Le montage est l'essence même de l'écriture sur support (celle des <sons fixés>[*] selon la terminologie de Michel Chion), qui permet les possibilités musicales offertes par l'acte, très déterminé, de couper, coller, interrompre, insérer, changer de plan (au sens cinématographique), faire apparaître ou disparaître un événement sans avertissement et comme par enchantement, celui de nos arrières grand-mères devant les films de Mélies, créer des êtres sonores chimériques.
Il s'agit donc, depuis que la musique électroacoustique existe grâce à la bande magnétique, de « couper » résolument dans un déroulement temporel.
Présentation du programme de travail⚓
Introduction d'un principe de montage dans une séquence-jeu
Le déroulé temporel d'une séquence est interrompu par des figures de montage qui réveillent l'écoute et relancent le phrasé, ou servent d'articulation pour briser sa logique, devenir transition.
Exemples :
•substitution d'attaque : remplacer une attaque par une autre (objet composite de deux éléments)
•delta composé par resserrement d'un même objet (le son est coupé en son milieu)
•delta pur : attaque douce, profil de masse, résonance
Exemple : Exemples
Lien entre le monde acoustique et le monde électronique, entre le naturel et l'artificiel.
Ce lien entre deux mondes opposés existe dans une illusion du naturel grâce aux substitutions d'attaques et fausses résonances de verre par synthèse analogique, aux mélanges par fondu-enchaîné et la transformation de la dynamique au potentiomètre de la console de mélange : création de faux deltas.
Sons lisses, peu d'attaques, avec résonance.
Attaques plus sèches qui s'incrustent dans les trames.
D'abord une seule fréquence tenue (entretien continu), puis octave inférieure, puis supérieure, et épaississement de la trame.
Point de vue technique⚓
Le montage sonore existe parce que le support-bande magnétique existe.

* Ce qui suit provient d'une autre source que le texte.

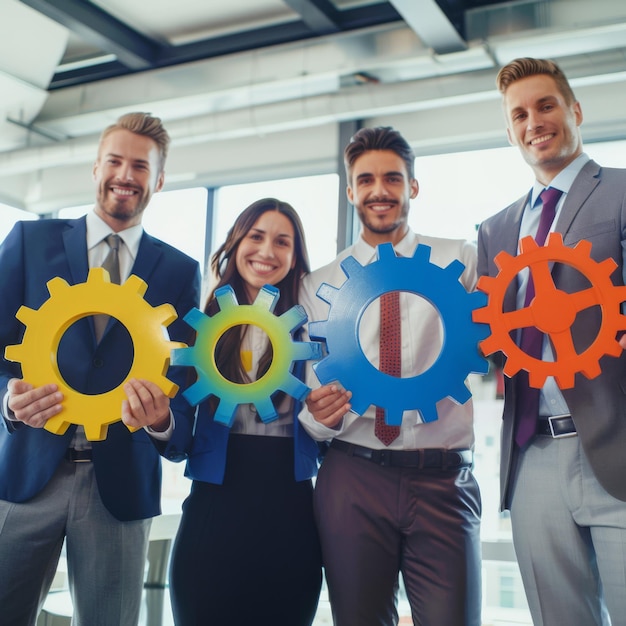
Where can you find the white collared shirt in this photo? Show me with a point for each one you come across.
(421, 344)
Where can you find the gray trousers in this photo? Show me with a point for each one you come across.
(106, 557)
(375, 522)
(569, 536)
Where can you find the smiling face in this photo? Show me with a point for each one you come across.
(542, 124)
(381, 190)
(127, 172)
(266, 254)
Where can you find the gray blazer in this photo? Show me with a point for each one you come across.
(594, 210)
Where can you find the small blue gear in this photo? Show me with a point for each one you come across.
(277, 378)
(346, 362)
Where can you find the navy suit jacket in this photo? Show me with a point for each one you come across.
(127, 465)
(594, 210)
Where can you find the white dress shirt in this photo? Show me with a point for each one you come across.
(421, 344)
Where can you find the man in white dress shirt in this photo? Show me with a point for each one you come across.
(412, 505)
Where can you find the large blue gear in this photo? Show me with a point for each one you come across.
(346, 362)
(285, 351)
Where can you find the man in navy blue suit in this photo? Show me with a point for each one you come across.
(99, 496)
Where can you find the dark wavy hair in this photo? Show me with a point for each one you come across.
(224, 267)
(379, 138)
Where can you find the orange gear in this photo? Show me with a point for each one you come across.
(552, 311)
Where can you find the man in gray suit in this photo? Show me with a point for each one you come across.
(565, 481)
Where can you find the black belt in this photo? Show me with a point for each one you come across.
(78, 456)
(428, 458)
(557, 426)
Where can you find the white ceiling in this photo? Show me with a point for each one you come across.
(252, 89)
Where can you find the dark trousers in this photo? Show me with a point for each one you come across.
(376, 521)
(247, 551)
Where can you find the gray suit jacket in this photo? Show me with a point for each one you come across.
(594, 210)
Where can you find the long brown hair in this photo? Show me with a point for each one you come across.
(224, 267)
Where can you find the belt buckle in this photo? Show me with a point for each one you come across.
(554, 434)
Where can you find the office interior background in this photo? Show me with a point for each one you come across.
(260, 97)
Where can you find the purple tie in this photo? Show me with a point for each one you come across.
(527, 405)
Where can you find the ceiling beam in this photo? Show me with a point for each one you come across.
(348, 20)
(100, 29)
(429, 22)
(319, 15)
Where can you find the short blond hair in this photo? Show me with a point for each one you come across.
(525, 67)
(146, 125)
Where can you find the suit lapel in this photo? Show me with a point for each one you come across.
(147, 257)
(75, 243)
(584, 184)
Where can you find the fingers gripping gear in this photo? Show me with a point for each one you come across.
(346, 361)
(277, 378)
(552, 311)
(45, 327)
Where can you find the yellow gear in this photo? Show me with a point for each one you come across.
(45, 327)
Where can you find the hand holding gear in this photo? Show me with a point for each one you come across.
(45, 327)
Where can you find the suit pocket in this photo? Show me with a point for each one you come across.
(574, 235)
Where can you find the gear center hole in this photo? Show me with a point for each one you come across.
(98, 371)
(423, 328)
(255, 352)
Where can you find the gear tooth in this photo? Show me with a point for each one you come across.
(613, 349)
(455, 269)
(512, 366)
(321, 371)
(56, 285)
(26, 316)
(528, 245)
(266, 410)
(477, 299)
(182, 356)
(350, 266)
(195, 318)
(584, 247)
(57, 425)
(293, 318)
(608, 265)
(267, 297)
(592, 370)
(197, 393)
(225, 297)
(565, 380)
(225, 412)
(96, 431)
(165, 313)
(327, 292)
(501, 259)
(461, 394)
(169, 388)
(317, 330)
(429, 413)
(555, 239)
(306, 351)
(13, 353)
(135, 285)
(490, 345)
(385, 252)
(536, 379)
(422, 253)
(98, 274)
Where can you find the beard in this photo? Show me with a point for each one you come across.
(122, 209)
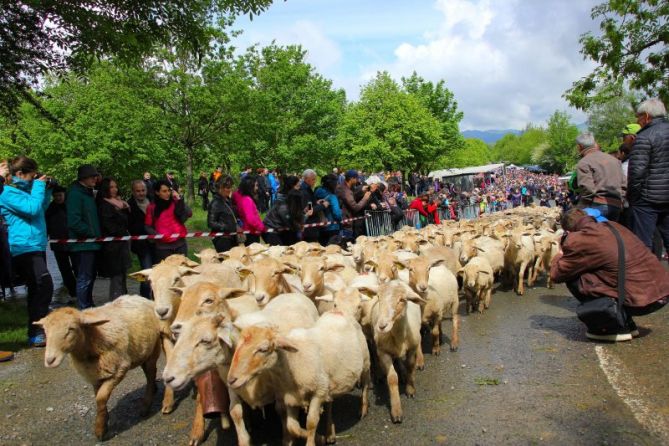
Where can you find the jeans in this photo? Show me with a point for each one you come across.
(86, 273)
(65, 261)
(645, 218)
(145, 262)
(32, 268)
(608, 211)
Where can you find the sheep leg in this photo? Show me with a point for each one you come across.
(366, 383)
(393, 387)
(420, 358)
(411, 373)
(455, 332)
(102, 395)
(197, 431)
(237, 415)
(436, 336)
(168, 397)
(330, 434)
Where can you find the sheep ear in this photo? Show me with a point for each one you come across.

Il en est la technique d'écriture spécifique, sur ce support. Il s'apparente à bien des égards au montage des films sur pellicule.
En studio analogique
Le montage introduit les questions de copies au maximum d'amplitude sans saturer, pour éviter le souffle.
Méthode : Méthode de travail
Par essais et erreurs : techniques prédisposant à la découverte de quelque chose : c'est la démarche concrète de Pierre Schaeffer[*] . Ce n'est pas un travail d'organisation, de choix, mais il s'agit d'être le plus original possible dans la spécificité ; tout ce qui résulte de l'observation de la chose : rien n'est prévisible.
Conseil : Commentaires
Dans la séquence d'origine, éviter le jeu instrumental au profit de quelque chose qui justifie l'existence du haut-parleur.
La séquence se doit donc d'être plus intentionnelle, plus forte musicalement. Il vaut mieux travailler sur des sons individuels, personnels, mythologiquement différents (en cela les sons électroacoustiques se distinguent des sons instrumentaux, tous du même calibre).
La composition n'est plus une combinatoire de signes, arbitraire et spéculative.
Définition : La morphologie
Écriture où la perception porte sur la masse et la forme dans le temps (enveloppe dynamique) : Forme/Matière[*]
L'écriture et la perception morphologiques sont sans doute une des révolutions musicales du XXe siècle. Le fait d'écrire directement sur support, de pouvoir réécouter à satiété (le <rimage>[*] de François Bayle) des sons très courts comme des séquences entières, fait prendre conscience qu'un son ne s'entend pas seulement comme fréquence, durée, spectre harmonique, mais aussi comme déroulement temporel d'une enveloppe d'amplitude : attaque, entretien, chute (forme), avec sa vie interne et ses caractères de grains (matière).